Le gala se déroule à la Halle des sports de Clavières, à Alès. C’est là que Sofian Hadj-Brahim remet sa ceinture mondiale WAKO Pro des moins de 69 kg en jeu face à l’Argentin Ezequiel Ortiz, lors de la soirée All Stars Kickboxing.
Qui est l’adversaire de Sofian Hadj-Brahim pour ce combat de championnat du monde ?
Son adversaire est Ezequiel « El Demente » Ortiz, un combattant argentin qui l’avait déjà battu par K.-O. au premier round lors d’un précédent combat sans titre en jeu à Sète. Le duel de ce samedi a donc un double enjeu : défense de ceinture et revanche.
Quel est le programme de la soirée en dehors du combat de Sofian ?
Le gala propose une carte complète : environ dix combats amateurs, quatre combats professionnels de kick-boxing et deux combats de MMA. C’est une soirée pensée pour tous les fans de sports de combat, du simple curieux au pratiquant régulier.
Pourquoi la gestion du poids est-elle si importante avant un combat ?
En sport de combat, chaque catégorie de poids est réglementée. Faire le poids signifie respecter la limite fixée, ici les -69 kg. Si le combattant n’y parvient pas, il peut perdre le droit de disputer le titre et arrive souvent affaibli. Une bonne gestion du poids permet d’arriver fort, lucide et prêt le jour du combat.

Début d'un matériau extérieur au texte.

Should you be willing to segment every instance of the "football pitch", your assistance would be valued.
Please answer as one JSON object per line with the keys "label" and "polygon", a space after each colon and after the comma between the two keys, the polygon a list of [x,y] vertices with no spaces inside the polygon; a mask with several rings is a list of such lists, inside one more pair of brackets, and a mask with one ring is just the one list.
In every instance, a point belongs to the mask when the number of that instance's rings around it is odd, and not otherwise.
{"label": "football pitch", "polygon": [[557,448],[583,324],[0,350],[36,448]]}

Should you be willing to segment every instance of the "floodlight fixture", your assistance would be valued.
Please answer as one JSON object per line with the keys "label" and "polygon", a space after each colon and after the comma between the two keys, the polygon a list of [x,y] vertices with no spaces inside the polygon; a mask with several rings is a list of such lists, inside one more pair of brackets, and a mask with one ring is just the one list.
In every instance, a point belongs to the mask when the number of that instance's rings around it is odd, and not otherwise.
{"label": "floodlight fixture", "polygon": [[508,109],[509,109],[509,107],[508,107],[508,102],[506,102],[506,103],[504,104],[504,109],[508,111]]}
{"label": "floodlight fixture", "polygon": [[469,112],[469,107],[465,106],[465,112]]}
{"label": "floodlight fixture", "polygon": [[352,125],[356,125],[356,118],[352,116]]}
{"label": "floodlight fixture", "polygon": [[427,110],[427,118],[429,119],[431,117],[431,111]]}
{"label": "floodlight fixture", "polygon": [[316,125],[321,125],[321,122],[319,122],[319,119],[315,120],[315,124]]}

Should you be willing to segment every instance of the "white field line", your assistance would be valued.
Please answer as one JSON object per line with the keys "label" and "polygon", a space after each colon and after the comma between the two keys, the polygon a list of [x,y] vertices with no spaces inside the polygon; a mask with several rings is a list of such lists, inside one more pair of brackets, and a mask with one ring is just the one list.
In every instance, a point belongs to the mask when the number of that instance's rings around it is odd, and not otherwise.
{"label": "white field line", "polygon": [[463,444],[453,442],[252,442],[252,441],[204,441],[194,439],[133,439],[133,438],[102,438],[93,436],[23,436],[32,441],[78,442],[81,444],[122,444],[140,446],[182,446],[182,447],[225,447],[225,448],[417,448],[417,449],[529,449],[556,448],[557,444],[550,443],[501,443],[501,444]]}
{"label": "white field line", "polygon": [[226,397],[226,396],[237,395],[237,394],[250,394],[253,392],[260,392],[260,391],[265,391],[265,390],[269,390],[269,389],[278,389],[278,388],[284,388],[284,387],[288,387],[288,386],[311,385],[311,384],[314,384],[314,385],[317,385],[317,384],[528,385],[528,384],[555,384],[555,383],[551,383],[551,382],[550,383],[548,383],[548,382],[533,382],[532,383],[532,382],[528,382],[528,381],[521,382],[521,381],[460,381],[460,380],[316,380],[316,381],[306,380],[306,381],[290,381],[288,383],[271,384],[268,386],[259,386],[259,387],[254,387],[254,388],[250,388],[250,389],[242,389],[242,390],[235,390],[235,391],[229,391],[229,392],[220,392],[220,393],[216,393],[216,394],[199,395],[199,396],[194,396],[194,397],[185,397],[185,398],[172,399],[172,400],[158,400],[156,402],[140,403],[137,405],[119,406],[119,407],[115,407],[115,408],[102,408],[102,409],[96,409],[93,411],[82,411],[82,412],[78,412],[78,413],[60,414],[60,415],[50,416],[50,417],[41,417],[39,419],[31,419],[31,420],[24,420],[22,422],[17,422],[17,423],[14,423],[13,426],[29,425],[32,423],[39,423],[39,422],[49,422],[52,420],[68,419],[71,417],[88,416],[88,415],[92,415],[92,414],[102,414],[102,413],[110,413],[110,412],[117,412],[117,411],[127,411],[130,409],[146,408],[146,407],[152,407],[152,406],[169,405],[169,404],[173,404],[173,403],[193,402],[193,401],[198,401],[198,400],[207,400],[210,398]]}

Comment s’inspirer de ce combat pour sa propre pratique sportive ?
La préparation de Sofian rappelle trois clés applicables à tous : la discipline au quotidien (entraînement régulier, nutrition sérieuse), l’acceptation des défaites comme des leçons, et le mental de boxeur qui pousse à revenir plus fort après un échec. Que tu sois débutant ou confirmé, tu peux reprendre ces principes pour ton propre entraînement.